Adults frequently experience GI symptoms that overlap with chronic pain, fatigue, and autonomic dysfunction, reducing quality of life and employment. More than 60% alter their diets or skip meals, and many require nutrition support. Anxiety and depression worsen outcomes. Bone health is a particular concern, with lower bone density and protein intake reported in women with hEDS.

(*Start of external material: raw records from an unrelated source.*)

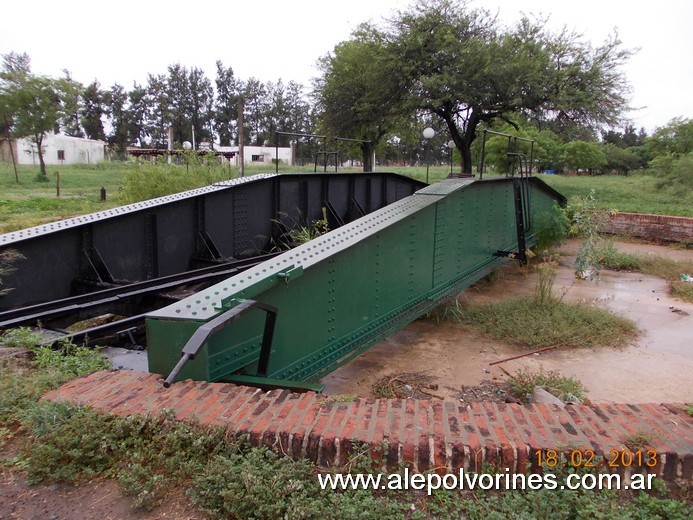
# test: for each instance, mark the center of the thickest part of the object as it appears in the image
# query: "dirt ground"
(656, 367)
(439, 359)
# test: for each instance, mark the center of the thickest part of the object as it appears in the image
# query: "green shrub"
(567, 389)
(551, 228)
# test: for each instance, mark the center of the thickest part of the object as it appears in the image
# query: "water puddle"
(657, 367)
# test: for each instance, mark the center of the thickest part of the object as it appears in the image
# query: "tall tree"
(71, 99)
(176, 87)
(225, 106)
(159, 109)
(92, 113)
(36, 110)
(137, 116)
(254, 94)
(115, 106)
(460, 65)
(200, 104)
(361, 91)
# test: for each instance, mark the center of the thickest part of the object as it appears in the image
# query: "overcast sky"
(123, 41)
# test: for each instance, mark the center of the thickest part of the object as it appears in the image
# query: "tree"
(254, 95)
(360, 93)
(31, 105)
(620, 160)
(137, 114)
(159, 109)
(675, 138)
(226, 104)
(115, 106)
(458, 64)
(91, 115)
(583, 155)
(71, 100)
(201, 104)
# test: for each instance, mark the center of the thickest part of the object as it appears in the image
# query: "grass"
(521, 322)
(567, 389)
(32, 202)
(670, 270)
(157, 458)
(544, 320)
(635, 193)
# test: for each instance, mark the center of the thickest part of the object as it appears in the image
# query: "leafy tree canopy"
(457, 63)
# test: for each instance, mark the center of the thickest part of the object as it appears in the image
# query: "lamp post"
(428, 135)
(451, 145)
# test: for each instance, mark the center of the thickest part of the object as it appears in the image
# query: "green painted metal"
(339, 294)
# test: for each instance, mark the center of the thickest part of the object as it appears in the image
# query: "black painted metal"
(237, 219)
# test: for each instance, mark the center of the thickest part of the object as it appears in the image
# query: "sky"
(123, 41)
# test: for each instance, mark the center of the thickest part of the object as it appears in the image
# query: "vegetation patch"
(154, 457)
(567, 389)
(522, 322)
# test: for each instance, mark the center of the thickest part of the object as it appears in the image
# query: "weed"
(21, 337)
(341, 398)
(567, 389)
(611, 258)
(298, 232)
(543, 290)
(638, 440)
(521, 322)
(551, 228)
(7, 258)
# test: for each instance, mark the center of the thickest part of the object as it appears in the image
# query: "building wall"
(57, 149)
(259, 154)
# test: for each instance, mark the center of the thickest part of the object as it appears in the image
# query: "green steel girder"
(341, 293)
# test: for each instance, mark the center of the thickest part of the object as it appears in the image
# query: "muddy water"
(656, 367)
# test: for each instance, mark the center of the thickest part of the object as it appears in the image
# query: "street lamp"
(451, 145)
(428, 135)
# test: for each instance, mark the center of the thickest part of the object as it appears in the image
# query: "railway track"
(117, 312)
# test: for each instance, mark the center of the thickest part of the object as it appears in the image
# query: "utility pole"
(240, 138)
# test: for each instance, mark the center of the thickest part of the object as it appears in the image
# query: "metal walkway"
(291, 319)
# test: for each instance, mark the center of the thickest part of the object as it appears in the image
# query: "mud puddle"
(656, 367)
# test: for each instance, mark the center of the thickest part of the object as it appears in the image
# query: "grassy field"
(32, 202)
(635, 193)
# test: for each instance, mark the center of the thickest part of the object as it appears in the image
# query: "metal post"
(428, 134)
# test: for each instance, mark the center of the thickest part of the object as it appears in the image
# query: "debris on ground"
(486, 391)
(414, 385)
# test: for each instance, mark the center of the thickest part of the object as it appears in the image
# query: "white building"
(57, 149)
(259, 154)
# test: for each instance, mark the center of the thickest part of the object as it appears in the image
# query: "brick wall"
(423, 434)
(652, 227)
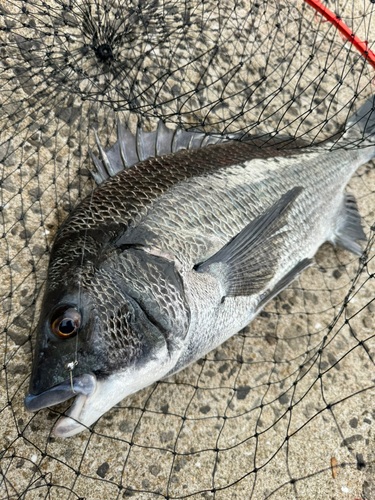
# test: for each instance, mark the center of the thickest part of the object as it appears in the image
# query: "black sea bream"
(171, 256)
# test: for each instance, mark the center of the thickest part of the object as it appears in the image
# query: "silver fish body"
(173, 255)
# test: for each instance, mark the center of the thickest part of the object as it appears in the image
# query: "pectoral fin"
(285, 281)
(248, 262)
(349, 229)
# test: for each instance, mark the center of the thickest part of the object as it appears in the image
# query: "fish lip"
(83, 385)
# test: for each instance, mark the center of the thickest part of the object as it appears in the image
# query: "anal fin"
(349, 228)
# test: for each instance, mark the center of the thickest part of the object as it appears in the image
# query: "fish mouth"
(81, 387)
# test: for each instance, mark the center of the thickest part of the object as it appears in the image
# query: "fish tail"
(360, 127)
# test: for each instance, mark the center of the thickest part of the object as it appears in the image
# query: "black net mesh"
(284, 409)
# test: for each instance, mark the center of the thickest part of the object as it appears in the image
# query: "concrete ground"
(285, 409)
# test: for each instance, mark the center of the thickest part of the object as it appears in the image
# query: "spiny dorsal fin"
(248, 262)
(130, 149)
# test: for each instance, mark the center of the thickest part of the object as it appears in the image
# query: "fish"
(185, 239)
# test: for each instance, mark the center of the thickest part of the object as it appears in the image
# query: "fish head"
(97, 339)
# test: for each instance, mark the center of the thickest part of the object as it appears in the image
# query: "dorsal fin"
(130, 149)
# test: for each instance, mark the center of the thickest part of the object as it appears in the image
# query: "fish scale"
(171, 256)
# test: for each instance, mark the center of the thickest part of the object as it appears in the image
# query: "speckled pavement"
(283, 410)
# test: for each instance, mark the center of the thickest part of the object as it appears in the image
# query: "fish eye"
(66, 322)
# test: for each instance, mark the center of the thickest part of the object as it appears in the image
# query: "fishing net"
(285, 409)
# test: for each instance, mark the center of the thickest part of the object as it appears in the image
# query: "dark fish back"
(125, 199)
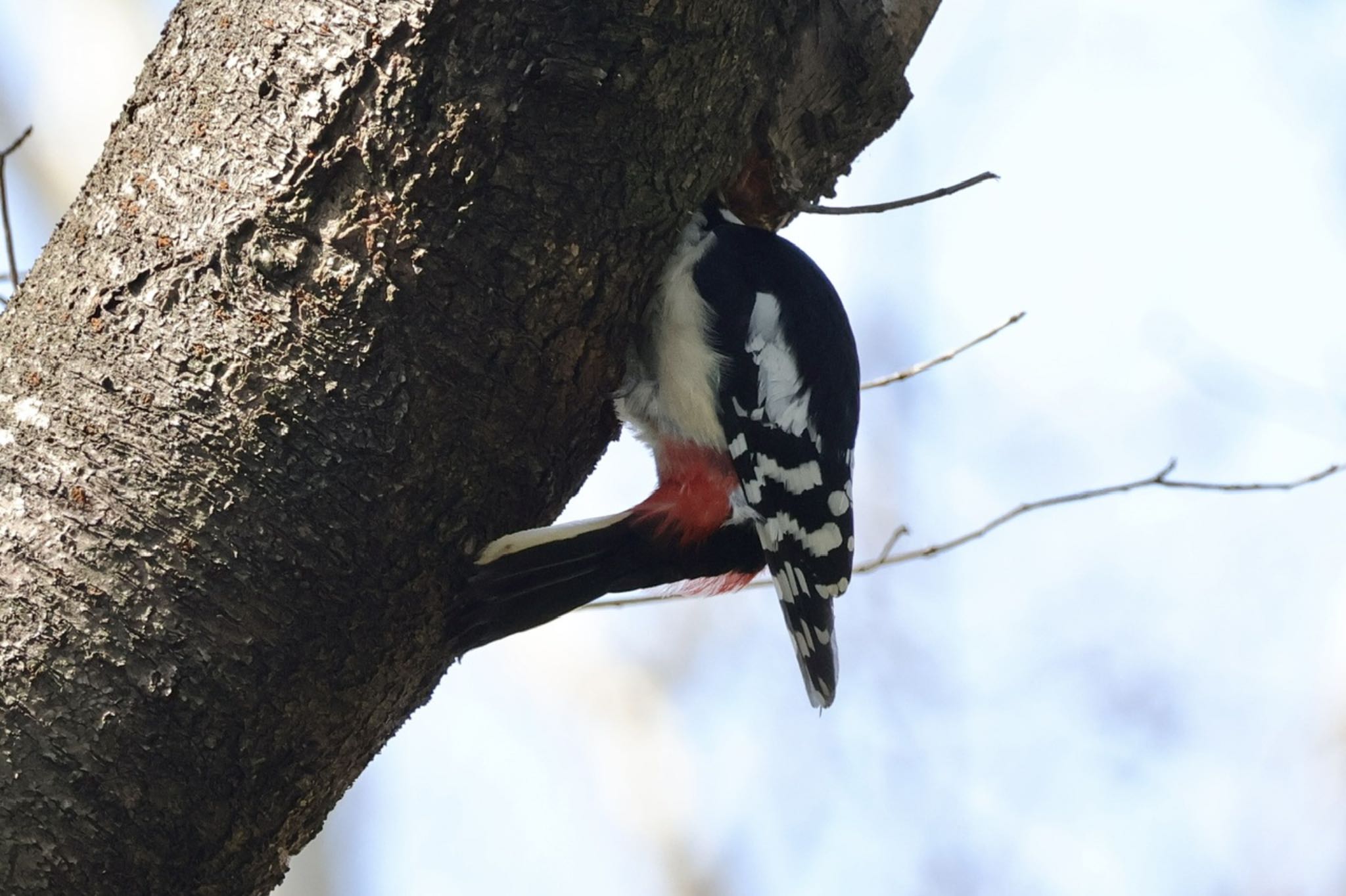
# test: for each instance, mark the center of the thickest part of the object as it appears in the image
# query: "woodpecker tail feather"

Older adults face additional risks of polypharmacy (use of 5 or more medications), sarcopenia (age-related loss of muscle mass and strength), and osteoporosis (a condition that causes bones to thin and weaken). Medication side effects can further impair motility and absorption. Regular medication review, deprescribing when possible, and targeted supplementation are essential. Individualized nutrition counseling, supportive mealtime environments, and fortification strategies are especially valuable. Oral and enteral nutrition are preferred over parenteral whenever possible.
Summary
Gastrointestinal symptoms and malabsorption are major sources of illness in hypermobile Ehlers-Danlos syndrome. The combination of connective tissue laxity, dysautonomia, immune dysfunction, and restrictive eating behaviors contributes to widespread nutrient deficiencies and impaired digestive function. Iron, vitamin B12, vitamin D, and folate are the most commonly affected nutrients, but deficiencies in trace elements and fat-soluble vitamins can also occur in more severe cases. These problems can lead to fatigue, anemia, neurological changes, bone fragility, and growth delays in children, as well as osteoporosis and frailty in older adults.
Because symptoms are often complex and overlapping, they may be mistaken for other conditions or overlooked entirely, delaying care. Routine screening, early intervention, and coordinated multidisciplinary management are therefore essential for improving nutrition and long-term outcomes. With careful monitoring and tailored strategies, people with hEDS can reduce complications, improve energy and bone health, and achieve a better quality of life. This is particularly important for children, adults, and older adults who also live with comorbid conditions such as POTS or MCAS, since these increase the risk and severity of gastrointestinal issues. As new therapies and interventions are considered, clinical decisions often need to be individualized, given that many treatments used in hEDS have limited condition-specific research.